I have some DBs with tens of thousands of tables, perhaps 5% of which are MyISAM. When I start Mydumper, it can take 30+ minutes before it actually begins doing backups. Between verbose output, the MySQL processlist, and an strace, it looks like the following:
- Mydumper requests a global FLUSH TABLES WITH READ LOCK
- Once granted, it performs a 'SHOW TABLE STATUS' on each table
- Once the TABLE STATUS loops finish, it backs up non-InnoDB tables
- Once non-InnoDB tables are backed up, it releases the READ LOCK
- Once the READ LOCK is released, it backs up InnoDB tables
The thing is, with tens of thousands of tables - at least on my abused servers - it can take more than 30 minutes simply to finish the SHOW TABLE STATUS stage. Is it necessary for data integrity to have a READ LOCK as Mydumper is collecting this information?

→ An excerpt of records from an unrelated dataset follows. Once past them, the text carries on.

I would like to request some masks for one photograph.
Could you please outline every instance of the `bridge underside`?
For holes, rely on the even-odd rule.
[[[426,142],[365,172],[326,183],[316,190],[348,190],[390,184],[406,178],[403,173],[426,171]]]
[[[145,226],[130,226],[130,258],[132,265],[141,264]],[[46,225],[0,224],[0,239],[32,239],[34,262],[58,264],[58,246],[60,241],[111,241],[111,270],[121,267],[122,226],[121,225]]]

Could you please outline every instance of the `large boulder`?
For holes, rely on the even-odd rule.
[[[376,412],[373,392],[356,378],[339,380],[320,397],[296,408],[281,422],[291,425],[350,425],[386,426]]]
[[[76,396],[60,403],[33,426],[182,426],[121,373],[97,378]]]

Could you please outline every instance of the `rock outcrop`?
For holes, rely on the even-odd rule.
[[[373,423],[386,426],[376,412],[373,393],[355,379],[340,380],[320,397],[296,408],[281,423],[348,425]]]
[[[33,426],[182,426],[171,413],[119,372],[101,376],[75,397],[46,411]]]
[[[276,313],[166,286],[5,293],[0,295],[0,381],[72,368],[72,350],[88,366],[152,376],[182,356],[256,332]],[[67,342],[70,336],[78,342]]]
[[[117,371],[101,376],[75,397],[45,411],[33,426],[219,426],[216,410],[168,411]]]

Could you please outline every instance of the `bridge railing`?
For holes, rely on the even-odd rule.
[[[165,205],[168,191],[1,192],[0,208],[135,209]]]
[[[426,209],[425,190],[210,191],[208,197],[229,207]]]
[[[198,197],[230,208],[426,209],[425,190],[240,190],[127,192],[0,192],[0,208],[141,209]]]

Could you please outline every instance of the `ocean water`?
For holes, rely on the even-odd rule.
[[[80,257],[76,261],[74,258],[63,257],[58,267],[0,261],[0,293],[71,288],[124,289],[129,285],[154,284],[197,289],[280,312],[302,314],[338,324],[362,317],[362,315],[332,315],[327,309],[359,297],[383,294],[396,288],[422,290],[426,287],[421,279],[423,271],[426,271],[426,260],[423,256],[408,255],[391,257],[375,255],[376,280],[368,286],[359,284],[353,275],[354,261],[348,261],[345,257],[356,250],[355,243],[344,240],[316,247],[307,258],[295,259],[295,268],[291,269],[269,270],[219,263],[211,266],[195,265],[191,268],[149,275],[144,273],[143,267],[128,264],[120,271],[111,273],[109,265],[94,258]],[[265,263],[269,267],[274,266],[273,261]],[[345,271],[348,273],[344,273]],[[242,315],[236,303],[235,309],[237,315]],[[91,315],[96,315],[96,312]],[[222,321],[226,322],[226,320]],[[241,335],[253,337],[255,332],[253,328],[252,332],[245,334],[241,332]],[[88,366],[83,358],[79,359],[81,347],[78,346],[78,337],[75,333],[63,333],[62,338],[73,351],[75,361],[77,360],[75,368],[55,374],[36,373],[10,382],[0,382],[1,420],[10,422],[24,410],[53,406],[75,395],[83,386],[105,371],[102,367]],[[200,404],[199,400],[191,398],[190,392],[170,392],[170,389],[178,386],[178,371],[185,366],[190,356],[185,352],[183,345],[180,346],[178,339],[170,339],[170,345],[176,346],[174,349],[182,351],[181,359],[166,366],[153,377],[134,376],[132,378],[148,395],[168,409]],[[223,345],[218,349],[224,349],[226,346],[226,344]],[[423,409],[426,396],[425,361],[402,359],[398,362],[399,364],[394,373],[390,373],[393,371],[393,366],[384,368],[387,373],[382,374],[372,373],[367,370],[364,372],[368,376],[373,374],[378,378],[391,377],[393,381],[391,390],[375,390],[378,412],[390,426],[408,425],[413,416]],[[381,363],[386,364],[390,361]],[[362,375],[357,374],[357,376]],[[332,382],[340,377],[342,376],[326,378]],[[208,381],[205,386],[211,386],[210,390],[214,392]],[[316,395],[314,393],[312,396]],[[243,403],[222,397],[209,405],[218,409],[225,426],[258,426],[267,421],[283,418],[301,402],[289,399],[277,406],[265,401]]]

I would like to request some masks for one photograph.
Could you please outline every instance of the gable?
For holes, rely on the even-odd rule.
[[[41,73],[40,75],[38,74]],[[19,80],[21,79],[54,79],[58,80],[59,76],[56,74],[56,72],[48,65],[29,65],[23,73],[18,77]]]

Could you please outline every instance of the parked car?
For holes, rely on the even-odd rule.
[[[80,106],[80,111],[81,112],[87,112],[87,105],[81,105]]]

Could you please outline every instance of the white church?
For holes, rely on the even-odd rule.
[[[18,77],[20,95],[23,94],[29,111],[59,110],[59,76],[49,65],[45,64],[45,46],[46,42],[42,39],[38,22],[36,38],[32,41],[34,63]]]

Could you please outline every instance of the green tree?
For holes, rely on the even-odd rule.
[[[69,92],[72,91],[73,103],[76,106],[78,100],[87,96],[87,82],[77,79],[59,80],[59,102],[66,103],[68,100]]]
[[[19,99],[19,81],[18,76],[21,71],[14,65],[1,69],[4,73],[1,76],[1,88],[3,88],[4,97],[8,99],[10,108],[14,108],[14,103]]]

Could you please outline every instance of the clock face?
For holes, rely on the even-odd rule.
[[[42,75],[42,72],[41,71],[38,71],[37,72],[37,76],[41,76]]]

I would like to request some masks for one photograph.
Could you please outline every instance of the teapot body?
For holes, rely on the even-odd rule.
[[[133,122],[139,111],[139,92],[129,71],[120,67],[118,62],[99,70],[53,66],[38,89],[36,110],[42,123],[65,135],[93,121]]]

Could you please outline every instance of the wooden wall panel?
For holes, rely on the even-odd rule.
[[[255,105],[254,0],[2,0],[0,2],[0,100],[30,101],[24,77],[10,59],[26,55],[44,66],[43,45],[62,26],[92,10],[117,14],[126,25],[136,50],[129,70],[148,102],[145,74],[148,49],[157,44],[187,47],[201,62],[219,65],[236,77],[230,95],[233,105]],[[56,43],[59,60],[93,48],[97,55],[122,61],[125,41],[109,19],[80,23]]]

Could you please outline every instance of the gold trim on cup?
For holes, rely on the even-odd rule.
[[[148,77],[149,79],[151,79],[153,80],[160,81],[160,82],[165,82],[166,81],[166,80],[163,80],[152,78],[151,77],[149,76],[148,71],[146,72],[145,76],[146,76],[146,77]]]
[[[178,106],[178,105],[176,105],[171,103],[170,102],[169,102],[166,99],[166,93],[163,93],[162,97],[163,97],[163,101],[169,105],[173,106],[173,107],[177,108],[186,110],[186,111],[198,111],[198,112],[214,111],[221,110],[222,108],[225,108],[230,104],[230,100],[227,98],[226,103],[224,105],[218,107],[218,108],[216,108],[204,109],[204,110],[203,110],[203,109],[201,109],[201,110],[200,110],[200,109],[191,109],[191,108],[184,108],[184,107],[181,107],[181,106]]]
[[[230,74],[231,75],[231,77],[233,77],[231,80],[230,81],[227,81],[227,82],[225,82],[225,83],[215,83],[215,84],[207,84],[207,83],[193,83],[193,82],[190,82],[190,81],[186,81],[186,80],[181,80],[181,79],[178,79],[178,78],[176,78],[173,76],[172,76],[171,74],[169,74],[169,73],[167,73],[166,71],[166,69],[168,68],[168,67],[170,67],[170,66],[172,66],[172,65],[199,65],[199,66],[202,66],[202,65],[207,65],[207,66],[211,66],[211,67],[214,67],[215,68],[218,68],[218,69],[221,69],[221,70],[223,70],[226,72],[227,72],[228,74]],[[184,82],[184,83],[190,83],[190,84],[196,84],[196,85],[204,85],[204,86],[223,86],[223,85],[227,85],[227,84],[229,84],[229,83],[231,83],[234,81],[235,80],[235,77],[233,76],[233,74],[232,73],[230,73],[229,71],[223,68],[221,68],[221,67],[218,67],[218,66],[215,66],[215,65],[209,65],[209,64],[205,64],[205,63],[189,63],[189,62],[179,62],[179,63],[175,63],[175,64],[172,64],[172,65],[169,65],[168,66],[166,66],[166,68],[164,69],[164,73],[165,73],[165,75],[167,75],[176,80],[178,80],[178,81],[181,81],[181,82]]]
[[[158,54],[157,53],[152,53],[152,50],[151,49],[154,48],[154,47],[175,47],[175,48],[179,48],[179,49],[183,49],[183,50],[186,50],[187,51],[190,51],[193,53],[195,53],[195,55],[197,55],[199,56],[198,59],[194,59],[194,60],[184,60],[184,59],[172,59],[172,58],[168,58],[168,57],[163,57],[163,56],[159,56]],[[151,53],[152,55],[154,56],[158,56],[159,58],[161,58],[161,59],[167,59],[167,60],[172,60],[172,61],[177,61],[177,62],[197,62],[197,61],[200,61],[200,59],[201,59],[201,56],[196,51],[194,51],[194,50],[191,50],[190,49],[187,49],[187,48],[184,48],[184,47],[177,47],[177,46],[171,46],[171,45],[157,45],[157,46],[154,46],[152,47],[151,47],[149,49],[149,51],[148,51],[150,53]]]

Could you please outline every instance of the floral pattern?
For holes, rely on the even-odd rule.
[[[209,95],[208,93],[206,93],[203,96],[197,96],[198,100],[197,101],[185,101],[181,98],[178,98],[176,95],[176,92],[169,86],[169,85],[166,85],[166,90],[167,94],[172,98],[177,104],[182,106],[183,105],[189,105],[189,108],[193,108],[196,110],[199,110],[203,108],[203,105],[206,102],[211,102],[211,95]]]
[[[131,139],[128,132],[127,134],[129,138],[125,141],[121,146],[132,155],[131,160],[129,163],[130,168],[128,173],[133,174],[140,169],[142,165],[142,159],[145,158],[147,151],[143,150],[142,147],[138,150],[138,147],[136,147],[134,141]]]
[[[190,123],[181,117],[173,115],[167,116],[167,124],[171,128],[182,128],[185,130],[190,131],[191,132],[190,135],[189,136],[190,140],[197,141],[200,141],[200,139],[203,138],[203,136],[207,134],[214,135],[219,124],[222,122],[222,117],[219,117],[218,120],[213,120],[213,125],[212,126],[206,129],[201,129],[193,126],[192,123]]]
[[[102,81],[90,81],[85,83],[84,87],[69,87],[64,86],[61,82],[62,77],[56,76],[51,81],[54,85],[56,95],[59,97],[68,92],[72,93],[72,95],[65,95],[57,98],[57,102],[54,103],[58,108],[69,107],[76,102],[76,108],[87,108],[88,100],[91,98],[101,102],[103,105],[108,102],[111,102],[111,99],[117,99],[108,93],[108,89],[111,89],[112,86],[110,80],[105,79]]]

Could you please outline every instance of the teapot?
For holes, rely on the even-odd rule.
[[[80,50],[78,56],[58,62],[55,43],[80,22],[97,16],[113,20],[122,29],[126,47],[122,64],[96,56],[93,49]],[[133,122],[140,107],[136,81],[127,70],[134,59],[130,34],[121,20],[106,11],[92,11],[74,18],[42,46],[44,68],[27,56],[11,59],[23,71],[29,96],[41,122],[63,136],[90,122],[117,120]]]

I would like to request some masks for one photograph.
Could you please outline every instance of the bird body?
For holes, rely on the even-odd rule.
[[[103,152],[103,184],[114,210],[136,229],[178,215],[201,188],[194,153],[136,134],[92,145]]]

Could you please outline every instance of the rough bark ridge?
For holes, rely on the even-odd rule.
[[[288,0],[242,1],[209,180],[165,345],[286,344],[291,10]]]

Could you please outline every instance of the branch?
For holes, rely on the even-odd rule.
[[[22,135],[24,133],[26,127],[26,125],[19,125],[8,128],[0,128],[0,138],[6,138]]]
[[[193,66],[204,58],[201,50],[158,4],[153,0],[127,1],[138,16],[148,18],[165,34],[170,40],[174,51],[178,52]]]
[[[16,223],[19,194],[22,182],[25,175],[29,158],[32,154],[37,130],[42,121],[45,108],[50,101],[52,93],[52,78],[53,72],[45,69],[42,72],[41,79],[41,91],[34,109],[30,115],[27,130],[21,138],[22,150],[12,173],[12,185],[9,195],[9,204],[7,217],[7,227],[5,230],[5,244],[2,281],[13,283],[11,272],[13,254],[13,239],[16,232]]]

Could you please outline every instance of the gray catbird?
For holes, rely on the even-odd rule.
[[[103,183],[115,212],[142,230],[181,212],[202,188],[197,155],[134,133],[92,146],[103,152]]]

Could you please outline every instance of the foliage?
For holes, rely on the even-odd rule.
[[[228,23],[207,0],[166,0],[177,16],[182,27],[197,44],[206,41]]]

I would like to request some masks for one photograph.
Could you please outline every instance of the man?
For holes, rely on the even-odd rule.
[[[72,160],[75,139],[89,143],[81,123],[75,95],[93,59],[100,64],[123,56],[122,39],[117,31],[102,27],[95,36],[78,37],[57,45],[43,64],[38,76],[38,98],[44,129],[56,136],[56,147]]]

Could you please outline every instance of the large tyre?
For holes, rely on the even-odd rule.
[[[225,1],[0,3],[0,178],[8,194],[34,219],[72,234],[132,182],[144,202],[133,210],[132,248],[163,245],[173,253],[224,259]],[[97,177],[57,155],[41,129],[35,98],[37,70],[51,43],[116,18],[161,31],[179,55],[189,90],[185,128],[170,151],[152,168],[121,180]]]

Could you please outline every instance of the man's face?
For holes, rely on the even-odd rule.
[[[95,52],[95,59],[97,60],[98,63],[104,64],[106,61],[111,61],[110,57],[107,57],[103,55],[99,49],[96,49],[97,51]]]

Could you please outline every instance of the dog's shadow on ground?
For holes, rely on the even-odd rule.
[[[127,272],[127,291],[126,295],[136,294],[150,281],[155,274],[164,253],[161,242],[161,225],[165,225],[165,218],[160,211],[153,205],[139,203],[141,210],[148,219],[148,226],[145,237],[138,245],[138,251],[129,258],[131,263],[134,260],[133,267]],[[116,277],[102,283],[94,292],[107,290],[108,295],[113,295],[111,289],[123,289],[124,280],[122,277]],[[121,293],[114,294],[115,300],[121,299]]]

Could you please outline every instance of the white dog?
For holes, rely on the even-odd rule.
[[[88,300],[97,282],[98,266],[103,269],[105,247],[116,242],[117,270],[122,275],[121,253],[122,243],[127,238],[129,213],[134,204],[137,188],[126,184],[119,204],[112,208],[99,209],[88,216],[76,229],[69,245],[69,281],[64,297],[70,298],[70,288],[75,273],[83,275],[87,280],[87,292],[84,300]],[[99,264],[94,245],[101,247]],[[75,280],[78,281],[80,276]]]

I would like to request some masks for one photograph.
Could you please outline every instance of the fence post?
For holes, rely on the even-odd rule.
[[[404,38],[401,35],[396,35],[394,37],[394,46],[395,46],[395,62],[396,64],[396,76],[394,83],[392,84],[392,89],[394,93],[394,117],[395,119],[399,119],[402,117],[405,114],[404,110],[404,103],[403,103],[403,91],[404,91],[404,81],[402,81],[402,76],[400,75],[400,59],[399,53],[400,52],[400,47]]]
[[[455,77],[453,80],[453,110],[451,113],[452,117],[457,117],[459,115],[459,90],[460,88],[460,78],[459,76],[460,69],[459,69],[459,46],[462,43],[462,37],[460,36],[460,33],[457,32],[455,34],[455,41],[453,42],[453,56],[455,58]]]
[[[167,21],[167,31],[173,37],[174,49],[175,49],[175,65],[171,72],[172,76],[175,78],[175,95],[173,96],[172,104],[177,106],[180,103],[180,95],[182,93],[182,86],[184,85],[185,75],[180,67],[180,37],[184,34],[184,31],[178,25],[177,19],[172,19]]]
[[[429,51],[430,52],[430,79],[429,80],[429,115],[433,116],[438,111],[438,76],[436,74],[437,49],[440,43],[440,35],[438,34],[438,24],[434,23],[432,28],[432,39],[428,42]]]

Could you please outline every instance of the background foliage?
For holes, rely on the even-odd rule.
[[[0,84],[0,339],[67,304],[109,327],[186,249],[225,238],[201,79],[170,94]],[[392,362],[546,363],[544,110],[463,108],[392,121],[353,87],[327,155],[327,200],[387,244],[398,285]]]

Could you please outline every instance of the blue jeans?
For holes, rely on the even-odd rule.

If not, I'd *love* to see the READ LOCK acquired afterward (status -> lock -> non-InnoDB -> release rather than lock -> status -> non-InnoDB -> release).
Whether or not it's deemed necessary to lock first, would it perhaps be faster to query for table data a la 'mysql -Be 'select TABLE_SCHEMA, TABLE_NAME, ENGINE from information_schema.tables where ENGINE not like "InnoDB"'', IF (??) information_schema can provide all the data you need?